Roland Schäfer¹ & Elizabeth Pankratz² (accepted w/minor rev. on 3 June 2018 by Morphology [JOMO])
¹Freie Universität Berlin, ²Humboldt Universität zu Berlin
- Paper website http://rolandschaefer.net/?p=1532
- Data storage https://github.com/rsling/linkingelements
- Contact email mail@rolandschaefer.net
This is the README file for data package and paper LaTeX/knitr sources.

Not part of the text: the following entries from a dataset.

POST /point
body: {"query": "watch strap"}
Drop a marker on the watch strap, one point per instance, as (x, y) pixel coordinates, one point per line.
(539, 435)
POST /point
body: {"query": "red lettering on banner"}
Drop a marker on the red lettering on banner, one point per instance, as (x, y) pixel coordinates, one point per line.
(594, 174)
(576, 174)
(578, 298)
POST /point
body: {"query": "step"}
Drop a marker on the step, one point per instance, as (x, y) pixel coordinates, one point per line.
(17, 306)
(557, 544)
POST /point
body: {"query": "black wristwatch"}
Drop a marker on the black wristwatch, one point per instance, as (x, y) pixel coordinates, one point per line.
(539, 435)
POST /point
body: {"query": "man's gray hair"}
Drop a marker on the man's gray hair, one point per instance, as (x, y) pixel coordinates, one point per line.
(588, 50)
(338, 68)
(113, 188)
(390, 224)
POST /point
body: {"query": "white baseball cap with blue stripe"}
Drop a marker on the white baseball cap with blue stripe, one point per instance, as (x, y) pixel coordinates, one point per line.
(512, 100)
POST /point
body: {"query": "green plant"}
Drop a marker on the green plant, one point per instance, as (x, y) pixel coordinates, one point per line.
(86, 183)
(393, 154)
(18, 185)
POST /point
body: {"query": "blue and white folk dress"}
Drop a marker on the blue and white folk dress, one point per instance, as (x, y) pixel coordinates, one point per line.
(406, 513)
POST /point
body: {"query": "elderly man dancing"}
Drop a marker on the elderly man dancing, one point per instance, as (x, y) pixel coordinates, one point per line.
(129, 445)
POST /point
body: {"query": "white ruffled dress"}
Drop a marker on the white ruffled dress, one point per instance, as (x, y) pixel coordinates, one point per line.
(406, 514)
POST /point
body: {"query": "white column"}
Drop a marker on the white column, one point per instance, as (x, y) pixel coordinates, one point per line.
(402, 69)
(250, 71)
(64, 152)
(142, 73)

- To replicate the full analysis, you have to get some large data files (if you checked this out from Github). To download them, type the following in Bash (MacOS or GNU/Linux - or hypothetically Windows with Bash and POSIX tools) after descending to this folder:
Data/get_bigfiles.sh
- You can check how the count files and other data bases were generated by checking out the following Bash scripts:
Data/Database/make_counts.sh
Data/Database/make_data.sh
Data/Database/make_real_blacklists.sh
This is usually not required, however. The generated files are included in the distribution, and it takes a long time to re-generate them.

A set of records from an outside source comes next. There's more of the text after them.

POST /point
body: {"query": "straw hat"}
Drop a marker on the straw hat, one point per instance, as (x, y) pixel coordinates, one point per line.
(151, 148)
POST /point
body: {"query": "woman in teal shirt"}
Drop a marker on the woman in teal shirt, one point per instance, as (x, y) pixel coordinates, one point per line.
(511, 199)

- To see how we did the data generation for the corpus study and creation of stimuli, check the following file:
Data/R/corpus.data.R
- To check how we analysed the (manually annotated) corpus data in R, see this file:
Data/R/corpus.analyse.R
There is a large number of original query results (also downloaded by Data/get_bigfiles.sh, see 1) in
Data/Corpusstudy/Queries/Output/
- To check how we analysed the split-100 experiment in R, see this file:
Data/R/split100.analyse.R
- The data from the experiment (including PsychPy files), which are analysed by the script in step 5 is located in
Data/Split100/
- To see how we integrated the data into the main paper, see the knitr sources including the make file:
Paper/leglossa.Rnw
Paper/Makefile
Notice that it was not feasible to include the whole data generation and analysis process in the knitr file. Compiling the document would take hours.